- Full name: Flávia Cristina de Faria
- Born: 29 January 1982 (age 44) Brasília, Brazil
- Height: 165 cm (5 ft 5 in)

Gymnastics career
- Discipline: Rhythmic gymnastics
- Country represented: Brazil (1997-2001)
- Retired: yes
- Medal record
Rhythmic gymnastics
Representing Brazil
Pan American Games
| Gold medal – first place | 1999 Winnipeg | Group all-Around |

= Flávia de Faria =

Brazilian rhythmic gymnast

Flávia Cristina de Faria (born 29 January 1982) is a Brazilian former rhythmic gymnast. In her gymnast career, she was a member of the group that won Brazil's first Pan American Games gold medal in 1999, she also competed at the 2000 Summer Olympics.

== Career ==
Born in Brasília, she started rhythmic gymnastics at the age of 10, at Escola Parque. At the age of 15, she was already part of the national group, moving to Londrina, where the national team was located.

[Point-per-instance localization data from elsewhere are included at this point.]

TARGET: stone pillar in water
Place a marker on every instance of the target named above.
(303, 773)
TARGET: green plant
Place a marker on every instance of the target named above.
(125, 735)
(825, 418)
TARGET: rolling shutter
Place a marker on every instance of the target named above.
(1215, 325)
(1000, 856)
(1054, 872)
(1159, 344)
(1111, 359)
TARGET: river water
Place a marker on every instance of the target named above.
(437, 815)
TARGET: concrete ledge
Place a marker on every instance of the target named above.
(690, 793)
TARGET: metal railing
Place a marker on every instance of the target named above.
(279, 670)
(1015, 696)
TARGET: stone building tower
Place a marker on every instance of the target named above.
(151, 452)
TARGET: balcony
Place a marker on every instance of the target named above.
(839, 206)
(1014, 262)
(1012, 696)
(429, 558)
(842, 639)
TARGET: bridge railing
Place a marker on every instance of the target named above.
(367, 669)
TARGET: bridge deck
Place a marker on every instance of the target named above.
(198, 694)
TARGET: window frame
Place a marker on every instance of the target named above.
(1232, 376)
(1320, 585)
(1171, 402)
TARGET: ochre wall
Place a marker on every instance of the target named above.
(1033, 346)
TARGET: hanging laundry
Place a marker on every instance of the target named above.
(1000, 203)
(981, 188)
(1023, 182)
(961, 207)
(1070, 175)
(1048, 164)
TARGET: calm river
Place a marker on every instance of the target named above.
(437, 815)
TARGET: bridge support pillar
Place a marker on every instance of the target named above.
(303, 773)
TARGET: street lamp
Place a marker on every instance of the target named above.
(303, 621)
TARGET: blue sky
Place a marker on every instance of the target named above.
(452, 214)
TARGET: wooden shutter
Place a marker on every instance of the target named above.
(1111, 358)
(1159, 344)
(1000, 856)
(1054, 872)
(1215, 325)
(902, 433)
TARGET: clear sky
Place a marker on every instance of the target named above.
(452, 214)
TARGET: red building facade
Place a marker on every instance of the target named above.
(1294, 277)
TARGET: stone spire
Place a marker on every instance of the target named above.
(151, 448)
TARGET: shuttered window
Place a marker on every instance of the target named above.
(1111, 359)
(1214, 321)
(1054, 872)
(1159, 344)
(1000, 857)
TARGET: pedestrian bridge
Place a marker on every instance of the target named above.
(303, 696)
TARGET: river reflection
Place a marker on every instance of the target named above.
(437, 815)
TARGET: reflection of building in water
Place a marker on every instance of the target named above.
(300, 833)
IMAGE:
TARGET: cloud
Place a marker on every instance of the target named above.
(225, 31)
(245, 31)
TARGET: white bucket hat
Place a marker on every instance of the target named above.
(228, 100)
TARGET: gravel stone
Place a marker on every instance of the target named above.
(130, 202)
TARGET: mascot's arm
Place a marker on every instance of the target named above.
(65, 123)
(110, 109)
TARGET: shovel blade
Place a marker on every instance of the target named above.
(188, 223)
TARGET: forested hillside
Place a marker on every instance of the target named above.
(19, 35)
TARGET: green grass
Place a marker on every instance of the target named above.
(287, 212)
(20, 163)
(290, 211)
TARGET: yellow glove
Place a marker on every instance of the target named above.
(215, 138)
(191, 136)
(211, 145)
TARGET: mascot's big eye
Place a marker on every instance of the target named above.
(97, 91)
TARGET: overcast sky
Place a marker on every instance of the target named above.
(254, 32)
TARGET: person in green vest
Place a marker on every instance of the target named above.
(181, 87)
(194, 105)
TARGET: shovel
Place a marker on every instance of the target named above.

As a member of the group she won an historical gold medal at the 1999 Pan American Games in Winnipeg, the first ever in that competition for Brazil.

de Faria went on to compete at the 2000 Olympic Games in Sydney in the group competition along Natália Scherer, Camila Ferezin, Alessandra Ferezin, Thalita Nakadomari and Dayane Camilo, they placed 7th in the qualifying round and 8th in the final. She also competed in 2001 in the 13th Copa dos Continentes, in Curitiba where the group won gold.

After that she retired to focus on her studies. She graduated in physical education and then worked as an administrator.